No one responded, and then he said, "Mama, I'm scared."

Margarita pushed the blind aside and flew into the room.

"I'm scared," the boy repeated, and started to tremble.

"Now, now, don't be frightened, little one," said Margarita, trying to soften her criminal's voice, which had been made hoarse by the wind.


206 The Master and Margarita

"It's just some boys breaking windows."

"With slingshots?" asked the boy, no longer trembling.

"Yes, yes, with slingshots," affirmed Margarita. "And now go back to sleep!"

"It must be Sitnik," said the boy, "He's got a slingshot."

"That's right, it's him!"

The boy glanced slyly sideways and queried, "But where are you, auntie?"
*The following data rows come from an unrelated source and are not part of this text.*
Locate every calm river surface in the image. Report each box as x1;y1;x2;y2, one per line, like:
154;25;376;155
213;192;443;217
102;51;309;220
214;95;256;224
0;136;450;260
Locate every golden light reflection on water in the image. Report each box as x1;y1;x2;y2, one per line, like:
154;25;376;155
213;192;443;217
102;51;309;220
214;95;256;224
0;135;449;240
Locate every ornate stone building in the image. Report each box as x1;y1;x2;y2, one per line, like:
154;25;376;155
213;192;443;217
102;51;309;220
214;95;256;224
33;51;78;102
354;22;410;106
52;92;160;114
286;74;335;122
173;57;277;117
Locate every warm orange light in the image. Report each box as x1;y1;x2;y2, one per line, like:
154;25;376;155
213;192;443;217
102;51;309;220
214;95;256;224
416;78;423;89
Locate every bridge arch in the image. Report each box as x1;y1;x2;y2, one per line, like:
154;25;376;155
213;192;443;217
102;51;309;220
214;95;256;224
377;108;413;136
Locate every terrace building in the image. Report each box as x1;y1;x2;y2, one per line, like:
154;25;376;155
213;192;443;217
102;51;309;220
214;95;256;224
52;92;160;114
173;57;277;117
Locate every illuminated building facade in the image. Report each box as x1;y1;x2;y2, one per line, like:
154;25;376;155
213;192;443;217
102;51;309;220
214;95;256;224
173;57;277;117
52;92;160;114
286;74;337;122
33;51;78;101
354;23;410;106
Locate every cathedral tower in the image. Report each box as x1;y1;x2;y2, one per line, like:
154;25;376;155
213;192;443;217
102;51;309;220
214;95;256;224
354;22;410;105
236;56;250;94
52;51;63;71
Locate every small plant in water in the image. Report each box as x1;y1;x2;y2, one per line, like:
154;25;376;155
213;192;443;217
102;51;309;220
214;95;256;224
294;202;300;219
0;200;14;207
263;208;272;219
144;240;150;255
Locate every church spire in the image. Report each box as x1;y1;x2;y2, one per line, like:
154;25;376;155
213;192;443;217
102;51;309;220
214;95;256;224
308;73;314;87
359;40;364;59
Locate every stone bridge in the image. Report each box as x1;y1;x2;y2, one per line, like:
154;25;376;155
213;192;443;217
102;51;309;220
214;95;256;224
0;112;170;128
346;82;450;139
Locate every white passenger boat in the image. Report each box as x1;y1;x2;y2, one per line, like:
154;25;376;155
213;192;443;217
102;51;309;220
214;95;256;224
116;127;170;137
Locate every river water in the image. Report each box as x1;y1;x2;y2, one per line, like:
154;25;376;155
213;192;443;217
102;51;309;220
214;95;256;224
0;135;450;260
"I'm nowhere," Margarita replied, "You're having a dream."

"That's what I thought," said the boy.

"Just lie down," instructed Margarita, "and put your hand under your cheek, and you'll see me in your dream."

"Yes, yes," agreed the boy. and he lay down at once with his hand under his cheek.

"I'll tell you a fairy tale," said Margarita, and put her burning hand on top of the boy's close-cropped head. "Once upon a time there was a lady. She had no children, and no happiness either. And at first she cried for a long time, but then she became wicked..." Margarita fell silent, and took her hand away—the boy was sleeping.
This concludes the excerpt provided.